1. Vivre la pire des expériences
Tous les participants de l’étude ont indiqué que d’avoir un
petit-enfant atteint de cancer est une expérience extrêmement
difficile, voire la pire des expériences que des grands-parents
peuvent vivre. Cinq participants sur huit ont d’ailleurs dit
explicitement que d’avoir un petit-enfant atteint de cancer « c’est
le pire de tout ». Apprendre que leur petit-enfant est atteint de
cancer est décrit comme « une tragédie », « si la terre s’était
ouverte », « si la terre venait de s’écrouler », « si l’univers s’est
arrêté là » ou comme avoir « poigné un accident en plein front ».

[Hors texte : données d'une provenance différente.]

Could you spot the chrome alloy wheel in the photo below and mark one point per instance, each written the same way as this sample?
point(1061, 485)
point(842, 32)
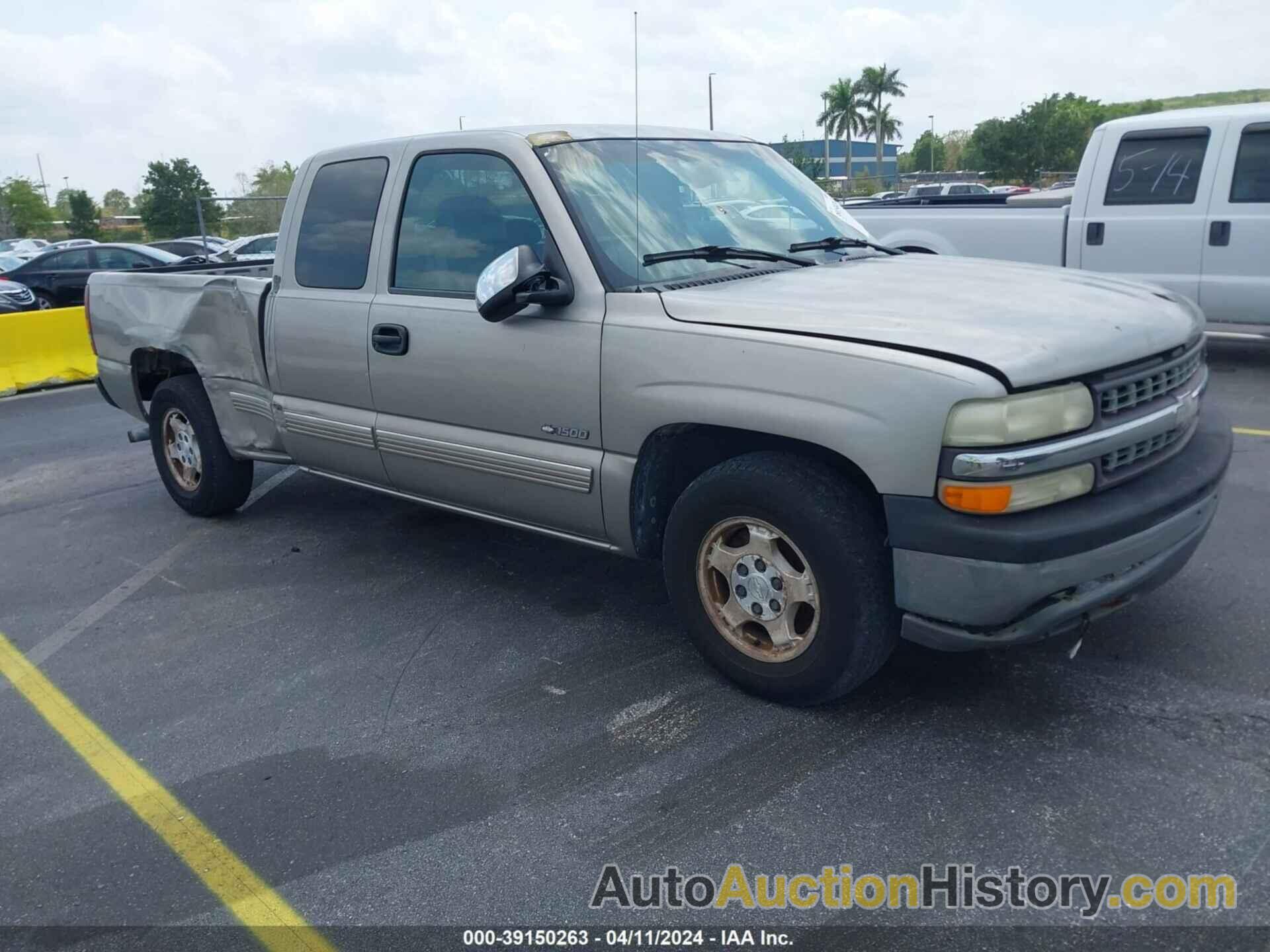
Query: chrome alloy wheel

Ce thème s’illustre d’ailleurs très bien par le témoignage d’une
participante qui, en dépit d’avoir perdu son premier mari ainsi que
son fils il y a à peine quatre ans, a affirmé que l’expérience d’avoir
un petit-enfant atteint de cancer, est « la pire épreuve qu’elle a
vécue ».
« Ça là, ah c’est la pire des pires des pires. C’est pire qu’avoir
perdu mon fils, c’est pire qu’avoir perdu mon mari encore. Tout ce
que j’ai passé à venir jusqu’à date, l’épreuve à Maxime† (son petit-
fils) c’est la pire. C’est la pire que j’arrive pas à accepter. » (Mme
Rochon)
Vivre une panoplie d’émotions
Une grande tristesse accable les grands-parents depuis
l’annonce du diagnostic et cette tristesse a été constatée par les
pleurs de certains d’entre eux lors des entrevues. Certains ont
exprimé leur peine par des termes tels « ça me chavire le cœur »,
« ça me fait mal de le voir comme ça » ou « les larmes coulent et
les écluses ouvrent ». La maladie de leur petit-enfant les a
également plongés dans une « peur constante » et la « peur de
tout ». Une très grande inquiétude persiste à l’égard du futur de
l’enfant, des effets débilitants du cancer et de ses traitements, ainsi
que de la qualité de vie de l’enfant à court et long terme. Six
participants sur huit ont affirmé qu’ils considéraient le cancer
comme une maladie incurable, qui « fait toujours peur » car « tu
vois la mort ». Quatre grands-parents relatent des histoires de
proches décédés du cancer. Enfin, tous ont également rapporté
vivre beaucoup de colère. Quatre grands-mères sur cinq ont fait
part de leur « agressivité », « colère », « révolte » et « rage » à
l’annonce du diagnostic et du mal qu’elles ont à « accepter la
maladie » de leur petit-enfant.
La souffrance décrite par les participants prend différentes
formes : une souffrance pour soi, pour leur enfant, pour leur petit-
enfant malade, pour le couple et pour les autres petits-enfants. Les
grands-parents ont affirmé souffrir beaucoup, la douleur étant telle
« qu’il n’existe pas de mots pour l’exprimer ». Ils se disent
profondément touchés par la situation. Leur petit-enfant « est aussi
important que ça » dans leur vie. L’expérience des grands-parents
est aussi difficile à vivre pour eux que pour leur fille ou fils, le
parent de l’enfant.
« … il (le père de l’enfant) prend ses deux enfants dans ses bras
puis il s’est mis à pleurer, à pleurer. Alors moi la grand-mère là, ben
c’est dur. Parce que je sais tout ce qu’il ressent, mais qu’il ne veut
pas l’exprimer. Il ne veut pas beaucoup qu’on lui en parle. Parce
que, il a peur finalement. » (Mme Limoge)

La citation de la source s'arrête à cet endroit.